Dura lex ou os trilhos da pobreza

                   

A questão da miúda de etnia cigana expulsa de França não se resume só ao facto de ser cigana - mas ao facto de ser cigana com poucos recursos socioeconómicos, ou seja, pobre. Fosse ela de etnia cigana mas cheia de dinheiro e oriunda de uma família com poder que ganhava a documentação (e até a nacionalidade) num abrir e fechar de olhos. Da mesma forma, quando os imigrante são ricos, sejam sírios, palestinianos, chineses, mexicanos ou somalis, a coisa parece ser mais favorável e bem-vinda, quando são pobres são a pior das desgraças. Tudo se resume à pobreza, à ausência de poder, numa palavra, ao dinheiro. A etnia não favorece, vai-se buscar argumentos contra ao baú dos preconceitos e do medo do que não conhecemos,  mas o vil metal dita as leis. Por falar nisso, a expulsão desta família e desta miúda estava na lei e o governo francês aplicou-a, é um facto. Resta saber se tudo o que é lei e é legal pode ser considerado humano e construtivo. Andam a roubar-nos à grande e à portuguesa, também, e nada mais legal (governos eleitos) e não se vê nada de construtivo, para aproximar mais a questão às nossas dores nacionais. E também está na lei as mulheres não fazerem mil e uma coisas em países das mil e uma noites e, como imaginamos, não é construtivo. Humanismo e direitos humanos andam, também aqui, longe. E tantos outros exemplos haveria para dar. 
Aqui como em outros casos, a lei é dura e a pobreza é muita. Ou a lei é dura porque a pobreza é muita. Essa é que é essa.

outubro 20, 2013

O tocante




Não sei se foram aqueles olhos, aquele rosto bonito, inesperado, aquela dignidade que se alicerça em sensibilidade, preocupação e amor maternais. Mas tudo isso, talvez, me tenha contagiado ao ponto das suas lágrimas, no fim, e como as tentou evitar e esconder antes, ao ponto das suas lágrimas quase arrastarem as minhas. Não era Diretora de Turma de miúdos no básico desde há 4, 5 anos. E como me tornei muito mais sensível a estas questões desde que eu própria fui mãe, não consegui deixar de sentir uma enorme solidariedade com esta mãe que me deixou com os olhos em estado líquido, embora, salva pelo meu espírito prático e força nestas circunstâncias, as lágrimas não tivessem rolado.
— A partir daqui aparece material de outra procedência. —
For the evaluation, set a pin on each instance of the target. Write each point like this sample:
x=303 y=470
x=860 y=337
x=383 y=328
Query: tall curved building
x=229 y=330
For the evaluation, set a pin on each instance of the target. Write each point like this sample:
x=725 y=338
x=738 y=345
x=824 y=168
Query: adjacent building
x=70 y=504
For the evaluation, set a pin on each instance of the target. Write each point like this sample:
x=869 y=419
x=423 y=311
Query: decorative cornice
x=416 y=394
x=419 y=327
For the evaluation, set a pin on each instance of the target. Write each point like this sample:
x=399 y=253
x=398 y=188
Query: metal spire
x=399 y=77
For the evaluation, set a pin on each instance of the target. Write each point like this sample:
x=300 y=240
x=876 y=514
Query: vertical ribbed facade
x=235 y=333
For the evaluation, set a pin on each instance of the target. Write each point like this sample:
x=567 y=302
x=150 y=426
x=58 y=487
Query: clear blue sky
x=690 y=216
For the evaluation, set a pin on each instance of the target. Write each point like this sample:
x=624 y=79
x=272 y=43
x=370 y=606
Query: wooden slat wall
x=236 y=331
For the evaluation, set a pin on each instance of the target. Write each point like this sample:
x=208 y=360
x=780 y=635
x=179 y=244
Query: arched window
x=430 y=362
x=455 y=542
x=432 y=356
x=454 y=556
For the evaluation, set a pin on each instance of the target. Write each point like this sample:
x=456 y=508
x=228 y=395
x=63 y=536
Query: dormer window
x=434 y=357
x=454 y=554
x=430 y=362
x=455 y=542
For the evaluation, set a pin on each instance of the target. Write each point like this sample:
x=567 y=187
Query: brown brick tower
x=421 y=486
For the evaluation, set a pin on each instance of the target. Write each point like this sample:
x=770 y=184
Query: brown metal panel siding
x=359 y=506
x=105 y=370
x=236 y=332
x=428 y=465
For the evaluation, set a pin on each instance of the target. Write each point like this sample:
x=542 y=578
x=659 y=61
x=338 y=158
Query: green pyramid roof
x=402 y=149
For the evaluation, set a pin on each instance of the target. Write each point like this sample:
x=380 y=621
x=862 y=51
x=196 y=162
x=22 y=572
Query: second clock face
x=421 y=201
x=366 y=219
Mas este post não é sobre mim, de longe, mas sim sobre mães que amam os seus filhos e que sofrem com as suas juvenis escolhas, próprias da idade, algumas vezes, de desacertos emocionais, outras, da influência das más companhias, tantas, de conflitos familiares, também.
A postura dela foi sempre correta, dialogante, recetiva, sensível. Quero muito ajudar o miúdo. Disse-lho. Ela está perdida no sentido em que não sabe o que fazer nem percebe o que se passa para o filho estar como está - porque é difícil perceber. Viu-se que as palavras tinham de ser reconfortantes, de apoio, de trabalho em conjunto, atento, vigilante mas tolerante, ao mesmo tempo que atuante. A luz que lhe emanava do rosto contrastava com a sua dor. Nenhum progenitor gosta - gostará - de vir à escola e não receber as melhores notícias sobre os descendentes. Mas se há quem negue e recuse o problema há quem o reconheça e com ele sofra, de forma transparente, sem filtros de espécie alguma. Digna e calma, sempre. E, depois, quando o garoto se foi, não aguentou mais e chorou. Mas as lágrimas chegaram de uma forma genuína, que queria travar, eu era uma desconhecida e não é fácil. Não é fácil ser mãe, educar, mesmo se o fazemos mais ou menos bem, ou até muito bem, pode haver coisas que nos ultrapassam. Uma mulher simples, linda, que me tocou muito. Resta saber se o aluno quer ajuda e quer colaborar. Deveria fazê-lo, pela mãe, e sobretudo por ele próprio. Torço por eles. Toquei-lhe no braço ou no ombro e disse-lhe vai tudo correr bem. Há palavras que têm ser ditas, em certos momentos. Só me resta acertar, por eles. 
Depois, já ao fim da manhã, entrou outra mãe, também preocupada e atenta ao filho. Acrescente-se que se trata de pessoas com vidas difíceis, a vários níveis. As notícias eram boas, muito boas. Parece que o passado ficou lá para trás, onde deve estar, e o menino está bem no presente, quiçá a delinear já um bom futuro. Também vi lágrimas no rosto desta mãe, de alegria, de alívio, de um medo que existia e que ali se atenuou, como num catarse inesperada. Sacudindo algumas dores interiores. Digna, educada, limpidez no rosto e nas palavras, amor de mãe puro. Que feliz fiquei - e estou - por ela. 
A manhã acabou assim, com dois momentos tocantes. Para acreditar que há esperança, porque há sempre gente boa, genuína, que tenta fazer o máximo, nem sempre o conseguindo. Nestes momentos, que no fundo marcaram o meu dia, também volto a acreditar que gosto de ser professora. 

outubro 19, 2013

O hilariante

                              

Este é o primeiro de dois posts seguidos. O objetivo? Bom, dividir os pais que se deslocam à escola em duas categorias: a hilariante e a tocante. Começo pela primeira. Porque de tão mauzinhos nos fazem rir. Temos de converter as pequenas desgraças em gargalhadas, é um bom princípio para se manter a sanidade mental, especialmente para quem é diretor de turma, como eu este ano, de um CEF. Na verdade são dois em um, que fica muito mais barato ao governo; desta forma temos 29 alunos juntos nas disciplinas teóricas (aquelas de que eles mais gostam, estão a ver) e desdobrados nas técnico-práticas. Continue-se.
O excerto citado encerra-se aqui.